Lately, I’ve been working for about eight and a half hours a day. I read, I write, I study. It’s a rhythm that feels both sacred and slightly dangerous. My ex told me I was going hypomanic, and I can’t say I blamed them for thinking so. But I don’t think I am. I feel grounded. I feel present. It’s not the wild, reckless mania of past times. It’s more like I’ve tethered myself to a goal - KLEE 2026 - and for once, I’m not floating away.
Still, I can’t help but think about how we’ve come to measure our worth by our output. Somewhere along the way, “being productive” stopped meaning “creating meaningfully” and became “working endlessly.” I sometimes ask myself, Who benefits from my exhaustion?
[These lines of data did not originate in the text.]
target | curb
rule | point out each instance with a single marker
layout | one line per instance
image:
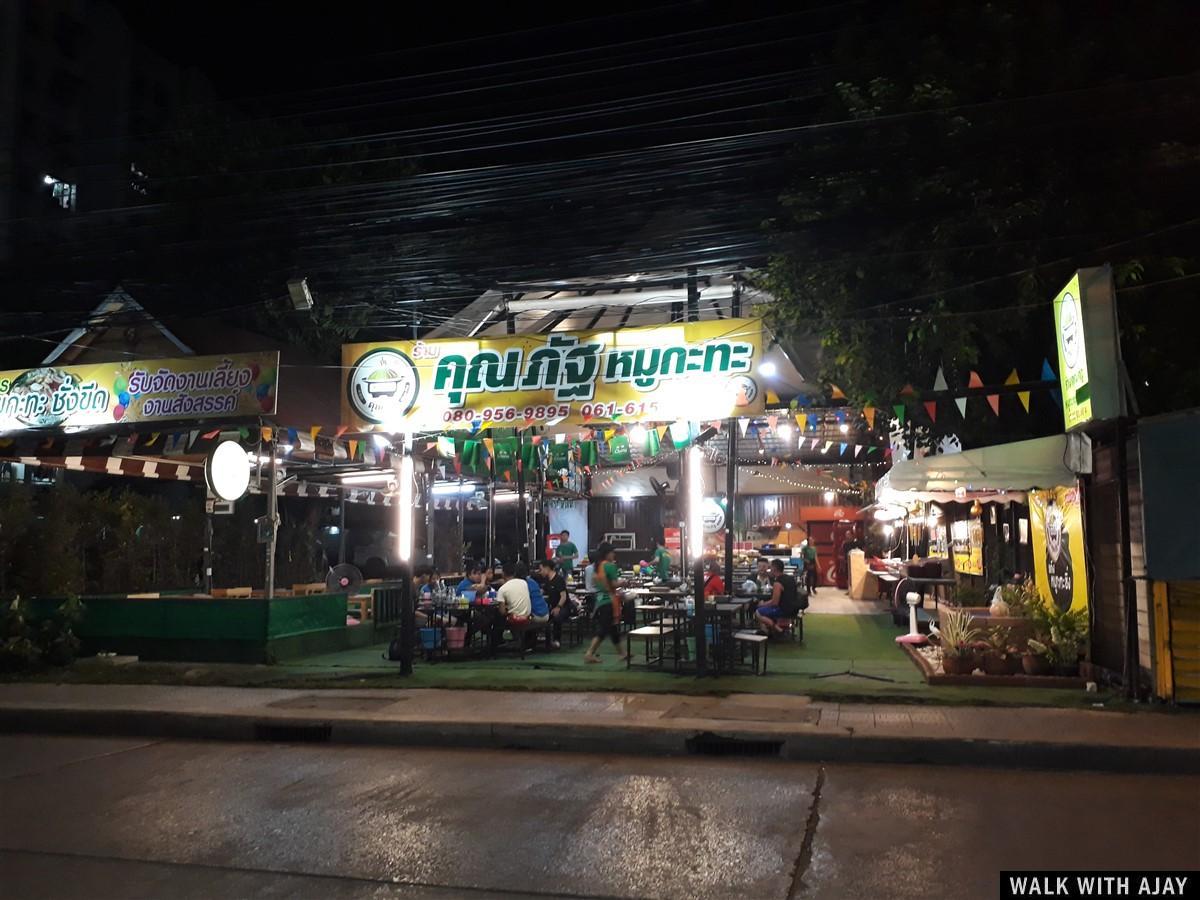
(624, 739)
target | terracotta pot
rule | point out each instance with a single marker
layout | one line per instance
(963, 664)
(995, 664)
(1033, 664)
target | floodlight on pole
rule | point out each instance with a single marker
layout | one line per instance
(695, 503)
(405, 510)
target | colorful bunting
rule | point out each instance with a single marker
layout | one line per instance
(1048, 375)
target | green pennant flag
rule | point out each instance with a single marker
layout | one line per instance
(618, 449)
(471, 455)
(652, 443)
(505, 454)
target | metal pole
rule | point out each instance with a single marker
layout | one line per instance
(407, 619)
(341, 528)
(731, 498)
(1128, 591)
(522, 513)
(273, 516)
(208, 551)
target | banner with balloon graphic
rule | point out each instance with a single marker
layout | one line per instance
(241, 384)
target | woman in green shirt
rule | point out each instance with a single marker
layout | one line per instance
(607, 606)
(661, 559)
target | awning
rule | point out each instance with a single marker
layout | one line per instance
(1023, 466)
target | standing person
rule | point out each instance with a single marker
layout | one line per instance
(553, 586)
(714, 585)
(607, 600)
(785, 601)
(567, 552)
(661, 559)
(809, 555)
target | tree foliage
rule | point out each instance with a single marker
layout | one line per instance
(972, 157)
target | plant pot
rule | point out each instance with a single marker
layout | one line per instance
(961, 664)
(1035, 665)
(995, 664)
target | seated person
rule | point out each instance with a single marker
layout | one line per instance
(423, 593)
(514, 595)
(714, 585)
(473, 585)
(562, 607)
(784, 604)
(538, 605)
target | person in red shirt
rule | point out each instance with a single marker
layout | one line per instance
(714, 583)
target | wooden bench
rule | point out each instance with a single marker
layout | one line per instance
(648, 634)
(756, 642)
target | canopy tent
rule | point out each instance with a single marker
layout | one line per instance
(1021, 466)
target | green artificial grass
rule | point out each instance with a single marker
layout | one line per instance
(828, 665)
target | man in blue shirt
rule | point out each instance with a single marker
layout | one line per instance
(538, 605)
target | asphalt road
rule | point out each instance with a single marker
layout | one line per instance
(95, 817)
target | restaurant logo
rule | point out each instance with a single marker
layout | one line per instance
(383, 385)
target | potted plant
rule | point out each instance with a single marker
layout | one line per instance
(1062, 635)
(996, 657)
(1036, 659)
(957, 636)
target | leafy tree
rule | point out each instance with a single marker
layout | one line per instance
(965, 171)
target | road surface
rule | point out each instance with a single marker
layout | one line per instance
(97, 817)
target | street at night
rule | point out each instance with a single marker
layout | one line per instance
(136, 819)
(634, 450)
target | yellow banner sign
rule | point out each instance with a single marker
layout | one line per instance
(139, 391)
(694, 371)
(1059, 567)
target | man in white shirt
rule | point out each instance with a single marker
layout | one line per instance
(514, 593)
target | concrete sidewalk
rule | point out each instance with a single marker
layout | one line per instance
(661, 724)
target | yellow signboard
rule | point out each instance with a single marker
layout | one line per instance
(966, 545)
(138, 391)
(1059, 567)
(694, 371)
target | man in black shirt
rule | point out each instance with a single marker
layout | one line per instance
(553, 586)
(785, 601)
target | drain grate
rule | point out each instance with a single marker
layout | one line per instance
(713, 745)
(293, 733)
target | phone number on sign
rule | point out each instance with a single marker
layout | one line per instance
(508, 414)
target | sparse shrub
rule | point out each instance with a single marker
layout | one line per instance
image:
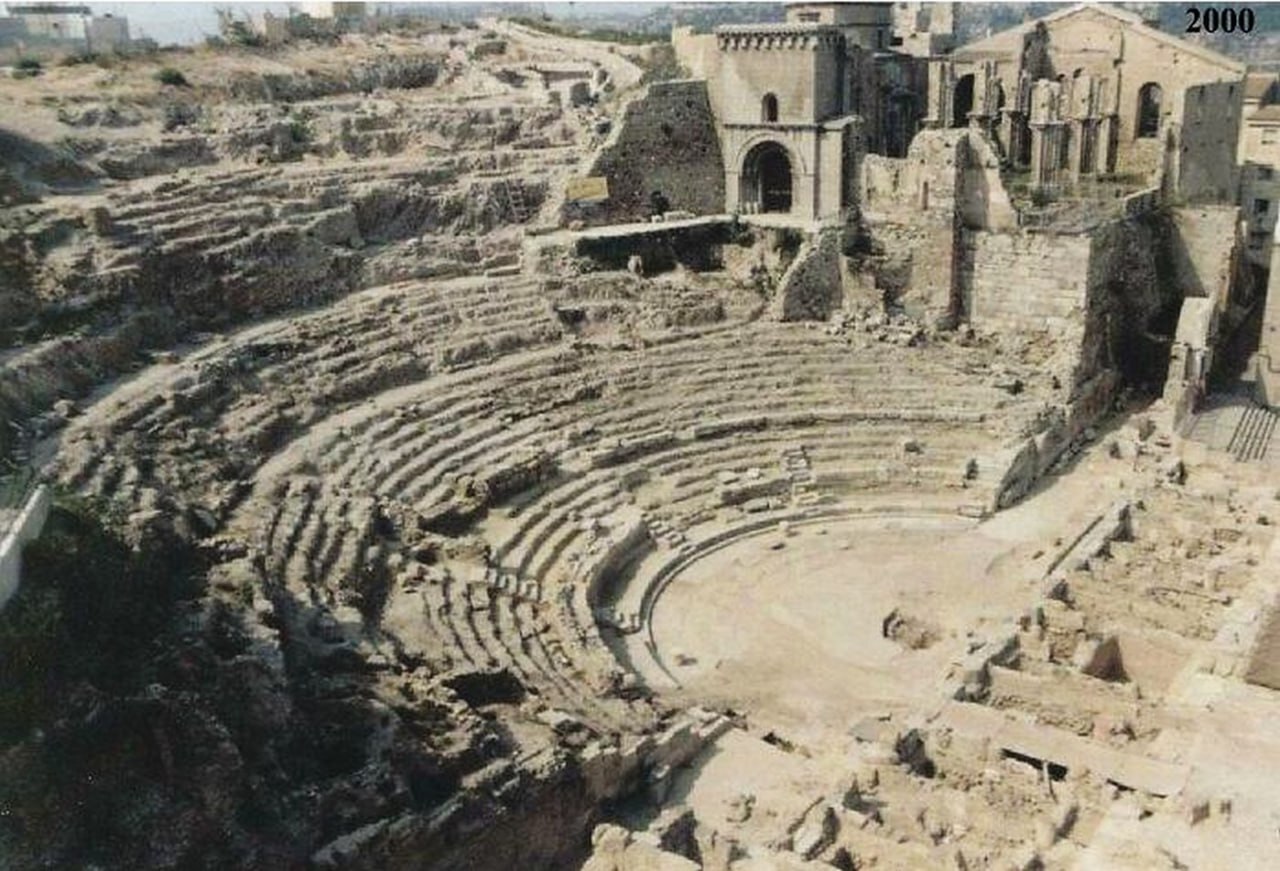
(179, 114)
(300, 130)
(172, 77)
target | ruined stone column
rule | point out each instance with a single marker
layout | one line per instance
(1267, 358)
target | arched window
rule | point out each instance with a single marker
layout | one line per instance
(769, 108)
(1148, 110)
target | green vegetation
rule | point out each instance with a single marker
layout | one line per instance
(300, 128)
(172, 77)
(88, 610)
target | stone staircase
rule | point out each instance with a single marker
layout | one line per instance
(1252, 436)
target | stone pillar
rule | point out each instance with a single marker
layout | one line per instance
(1267, 359)
(1104, 158)
(1075, 147)
(1037, 154)
(1006, 136)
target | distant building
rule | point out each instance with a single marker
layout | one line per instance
(1092, 90)
(923, 30)
(64, 24)
(336, 10)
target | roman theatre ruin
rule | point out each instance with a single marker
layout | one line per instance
(798, 445)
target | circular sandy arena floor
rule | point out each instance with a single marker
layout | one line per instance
(795, 634)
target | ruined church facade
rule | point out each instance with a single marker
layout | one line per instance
(1093, 91)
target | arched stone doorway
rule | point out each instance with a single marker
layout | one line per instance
(767, 178)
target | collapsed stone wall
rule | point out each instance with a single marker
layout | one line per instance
(667, 144)
(1202, 147)
(910, 210)
(1015, 281)
(812, 288)
(1198, 258)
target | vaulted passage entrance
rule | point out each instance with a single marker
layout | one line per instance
(767, 178)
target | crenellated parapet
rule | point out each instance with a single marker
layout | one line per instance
(791, 37)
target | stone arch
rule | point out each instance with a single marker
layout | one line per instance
(1150, 96)
(768, 177)
(769, 108)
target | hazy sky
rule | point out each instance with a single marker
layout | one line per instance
(178, 22)
(192, 22)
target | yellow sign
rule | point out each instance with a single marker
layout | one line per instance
(593, 188)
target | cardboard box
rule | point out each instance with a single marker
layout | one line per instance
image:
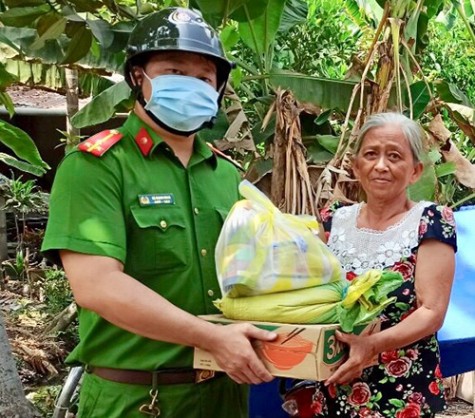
(300, 351)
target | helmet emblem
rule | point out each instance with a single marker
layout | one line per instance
(180, 16)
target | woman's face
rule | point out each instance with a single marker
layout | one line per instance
(384, 165)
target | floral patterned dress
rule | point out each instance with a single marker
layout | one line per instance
(407, 383)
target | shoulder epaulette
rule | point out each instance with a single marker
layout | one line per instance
(101, 142)
(221, 154)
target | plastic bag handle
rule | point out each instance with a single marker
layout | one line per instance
(251, 192)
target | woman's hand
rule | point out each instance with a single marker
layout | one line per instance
(361, 355)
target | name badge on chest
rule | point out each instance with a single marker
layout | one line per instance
(156, 199)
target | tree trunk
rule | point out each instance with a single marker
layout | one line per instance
(13, 403)
(72, 106)
(3, 232)
(61, 321)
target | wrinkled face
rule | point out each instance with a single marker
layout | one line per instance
(176, 63)
(384, 165)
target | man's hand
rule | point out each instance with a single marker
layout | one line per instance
(233, 351)
(360, 356)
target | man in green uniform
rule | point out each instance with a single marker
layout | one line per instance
(135, 214)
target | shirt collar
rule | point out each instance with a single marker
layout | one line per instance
(148, 141)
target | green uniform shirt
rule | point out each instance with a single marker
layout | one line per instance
(160, 219)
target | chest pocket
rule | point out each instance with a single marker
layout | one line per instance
(159, 240)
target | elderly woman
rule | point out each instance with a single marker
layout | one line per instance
(417, 239)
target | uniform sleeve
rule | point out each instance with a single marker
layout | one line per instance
(437, 222)
(86, 213)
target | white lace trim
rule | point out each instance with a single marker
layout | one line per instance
(362, 249)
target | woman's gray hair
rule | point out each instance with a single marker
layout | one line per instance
(412, 131)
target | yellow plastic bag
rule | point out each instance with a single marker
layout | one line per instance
(261, 250)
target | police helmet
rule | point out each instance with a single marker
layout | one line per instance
(176, 29)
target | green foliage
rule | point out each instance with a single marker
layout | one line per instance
(102, 106)
(324, 45)
(58, 294)
(23, 197)
(451, 57)
(24, 147)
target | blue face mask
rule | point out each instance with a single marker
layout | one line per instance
(182, 103)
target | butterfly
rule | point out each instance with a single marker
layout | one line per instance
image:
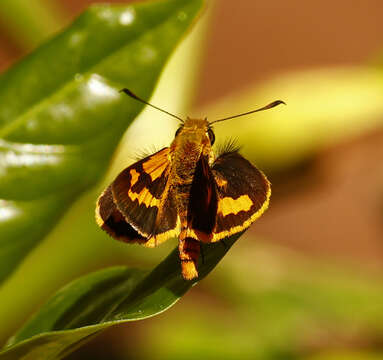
(185, 191)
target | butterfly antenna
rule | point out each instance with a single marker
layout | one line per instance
(269, 106)
(134, 96)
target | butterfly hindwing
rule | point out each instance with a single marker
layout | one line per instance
(140, 195)
(243, 194)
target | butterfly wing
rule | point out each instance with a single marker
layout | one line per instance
(243, 194)
(137, 207)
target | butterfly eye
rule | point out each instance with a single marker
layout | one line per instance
(211, 136)
(178, 131)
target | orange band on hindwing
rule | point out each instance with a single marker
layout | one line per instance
(189, 250)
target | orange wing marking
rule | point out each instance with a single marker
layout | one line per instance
(228, 205)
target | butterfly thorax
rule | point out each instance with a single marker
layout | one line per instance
(190, 144)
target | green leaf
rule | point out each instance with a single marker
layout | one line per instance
(30, 22)
(103, 299)
(61, 115)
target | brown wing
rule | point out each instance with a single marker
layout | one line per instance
(137, 206)
(203, 203)
(243, 194)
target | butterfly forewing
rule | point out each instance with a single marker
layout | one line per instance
(243, 194)
(140, 194)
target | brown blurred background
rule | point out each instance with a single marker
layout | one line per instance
(337, 196)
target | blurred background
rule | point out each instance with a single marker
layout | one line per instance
(305, 281)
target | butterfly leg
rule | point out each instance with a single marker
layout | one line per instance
(189, 250)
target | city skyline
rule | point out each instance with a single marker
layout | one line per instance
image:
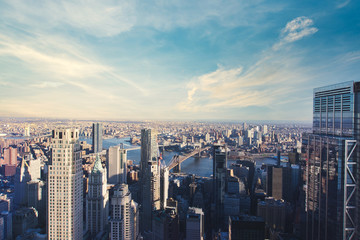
(188, 61)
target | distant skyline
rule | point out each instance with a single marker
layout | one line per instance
(174, 60)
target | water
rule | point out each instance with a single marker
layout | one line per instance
(200, 167)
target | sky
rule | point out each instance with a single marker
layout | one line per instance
(174, 60)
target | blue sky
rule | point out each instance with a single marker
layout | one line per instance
(174, 60)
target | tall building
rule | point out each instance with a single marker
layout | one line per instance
(10, 155)
(97, 137)
(166, 224)
(195, 224)
(151, 195)
(149, 147)
(22, 176)
(279, 182)
(164, 186)
(149, 178)
(116, 164)
(36, 198)
(97, 208)
(219, 180)
(330, 164)
(65, 187)
(246, 227)
(124, 217)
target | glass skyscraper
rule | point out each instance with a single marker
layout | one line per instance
(97, 137)
(330, 163)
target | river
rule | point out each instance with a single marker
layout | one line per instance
(201, 167)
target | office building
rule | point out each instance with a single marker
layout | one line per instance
(149, 147)
(124, 217)
(37, 198)
(164, 186)
(10, 156)
(246, 227)
(6, 225)
(116, 158)
(97, 207)
(219, 181)
(149, 178)
(22, 176)
(276, 213)
(24, 219)
(166, 224)
(65, 187)
(195, 224)
(330, 164)
(97, 137)
(151, 194)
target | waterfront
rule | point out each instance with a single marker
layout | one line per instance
(201, 167)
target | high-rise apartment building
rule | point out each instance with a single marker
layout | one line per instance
(125, 216)
(164, 186)
(97, 137)
(219, 180)
(10, 155)
(151, 194)
(330, 161)
(65, 187)
(150, 178)
(97, 208)
(195, 224)
(116, 158)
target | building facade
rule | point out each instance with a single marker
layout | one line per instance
(97, 207)
(330, 163)
(97, 137)
(65, 187)
(195, 224)
(149, 178)
(124, 217)
(116, 165)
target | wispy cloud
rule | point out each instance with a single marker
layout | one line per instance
(48, 84)
(61, 60)
(343, 4)
(270, 80)
(110, 18)
(295, 30)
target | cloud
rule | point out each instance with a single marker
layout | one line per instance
(343, 4)
(270, 81)
(63, 60)
(48, 85)
(295, 30)
(110, 18)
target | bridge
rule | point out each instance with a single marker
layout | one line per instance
(177, 160)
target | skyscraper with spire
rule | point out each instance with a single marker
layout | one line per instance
(331, 164)
(125, 216)
(97, 207)
(97, 137)
(65, 187)
(150, 178)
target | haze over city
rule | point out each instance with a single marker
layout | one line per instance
(224, 60)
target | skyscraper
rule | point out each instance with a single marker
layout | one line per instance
(151, 194)
(124, 217)
(150, 178)
(219, 180)
(97, 137)
(65, 186)
(164, 187)
(195, 224)
(116, 164)
(330, 159)
(97, 208)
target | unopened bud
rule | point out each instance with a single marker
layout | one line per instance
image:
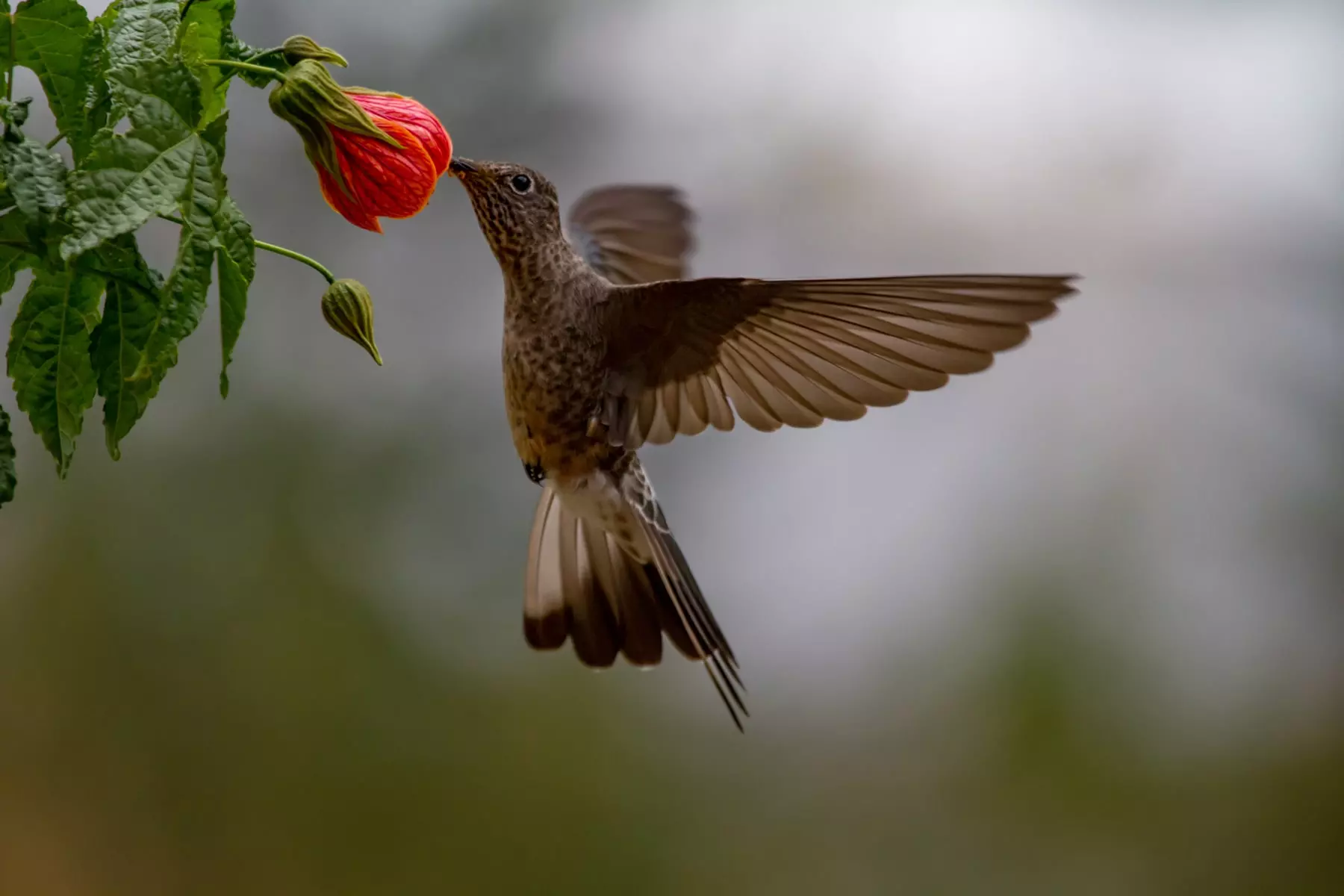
(304, 47)
(349, 309)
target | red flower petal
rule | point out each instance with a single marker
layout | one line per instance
(383, 180)
(346, 206)
(416, 117)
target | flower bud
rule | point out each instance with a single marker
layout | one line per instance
(349, 309)
(304, 47)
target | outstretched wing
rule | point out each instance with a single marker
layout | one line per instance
(797, 352)
(633, 234)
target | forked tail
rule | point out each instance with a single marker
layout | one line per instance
(584, 586)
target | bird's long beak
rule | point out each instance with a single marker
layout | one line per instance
(458, 167)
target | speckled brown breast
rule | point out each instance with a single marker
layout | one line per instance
(553, 386)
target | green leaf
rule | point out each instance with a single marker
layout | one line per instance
(49, 356)
(129, 179)
(181, 307)
(184, 297)
(49, 38)
(13, 252)
(125, 181)
(237, 265)
(141, 31)
(205, 34)
(7, 476)
(129, 314)
(37, 178)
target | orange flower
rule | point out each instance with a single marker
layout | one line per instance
(378, 155)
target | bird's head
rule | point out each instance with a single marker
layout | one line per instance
(515, 206)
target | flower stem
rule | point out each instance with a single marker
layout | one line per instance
(8, 67)
(299, 257)
(246, 66)
(253, 60)
(280, 250)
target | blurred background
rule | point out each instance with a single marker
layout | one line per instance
(1074, 625)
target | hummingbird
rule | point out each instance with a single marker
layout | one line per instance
(608, 347)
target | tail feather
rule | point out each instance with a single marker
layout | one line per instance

We live in a world where overworking isn’t just normalized - it’s glamorized. You scroll through Instagram and there it is: the influencer with their 5 a.m. routine, the perfect breakfast, the “rise and grind” caption. It’s a performance, and yet it seeps into how we live. Capitalism has turned productivity into a moral virtue. The less we rest, the more “worthy” we feel. Rest, on the other hand, becomes guilt-ridden.
I think back to the early industrial era - the time when the idea of “productive labor” became tied to human value. Karl Marx wrote about alienation, how workers lose themselves in the process of production. We’ve just digitalized that alienation now. It’s in our laptops, our emails, our 10-hour days of constant engagement. And even though I love what I do - writing, reading, studying - I sometimes wonder if this love is also a trap. Because when you love the work, it becomes easier for the system to consume you.
There’s a very subtle violence in hustle culture. It tells you that if you aren’t doing enough, you are not enough. You could be healing from trauma, taking care of your body, or simply breathing - and still, there’s this whisper in your head saying, “you’re falling behind.” Behind what? Behind whom? The world doesn’t stop when you take a break, but the fear that it might is what keeps us moving.
For people like me - people who have survived on survival - it gets more complicated. Productivity becomes a coping mechanism. I don’t just work to achieve; I work to stay alive. When I write, I’m not chasing success. I’m chasing meaning. When I study, it’s not ambition - it’s structure. I work when I am sad, when I am guilty, when I am lost. It’s the one way I can trick my mind into silence.
And yet, I see how capitalism preys on that very instinct. It sells us the illusion that if we work enough, we will heal, we will be worthy, we will belong. But it’s a lie dressed up in motivational language. Hustle culture is just neoliberalism with a self-help book. It tells you that your failure to rest is your strength, when in fact it’s the system’s biggest success.
I sometimes wonder if we even remember what rest looks like. Real rest - not doom-scrolling, not watching something to distract ourselves, not half-sleeping while planning the next day. Rest as in doing nothing. But “nothing” terrifies us now because it doesn’t fit into the narrative of progress. The irony is that even self-care has become work. You have to buy the candles, the journals, and the skin care sets. Rest has been packaged and priced.
There’s also a class angle to this. Who gets to romanticize burnout? Who can afford to rest? Productivity culture hits differently when you come from a place where survival is not optional. For many, the choice isn’t between “rest” and “work.” It’s between “eat” and “don’t.” The very idea of “balance” feels elitist when some of us are just trying to hold our lives together.
But here’s the paradox: I don’t want to stop working. I love the feeling of being absorbed in something. I love the rush of finishing a piece of writing and seeing it published. I love reading a case and understanding it fully. Maybe the problem isn’t work itself, but the world that insists on making it our only measure of worth.
I think of Virginia Woolf and her line about killing “the angel in the house.” Maybe we need to kill “the worker in the system.” The one who can’t rest. The one who feels guilty for existing without producing. Because rest, too, is a form of resistance.
I am trying to unlearn this - slowly, hesitantly. When I work now, I try to ask myself why. Why am I doing this? Is it for myself, or for the illusion of control? I’ve realized that true productivity has nothing to do with constant motion. It’s about alignment. About doing things that don’t drain your spirit.
I want to reclaim productivity as something humane. Not a race, not a metric. Something closer to creation. A balance between effort and ease. Between doing and being. Because if the system wants us to keep burning, maybe the most radical thing we can do is to stay gentle.
I’m still working every day, still writing, still studying. But I also try to pause. I remind myself that I am not a machine. That I don’t have to earn my right to rest. That I am, somehow, enough - even when I am still. But to be honest, at the end of the day, I resist this realization too; I just wanna keep working as if I have no choice.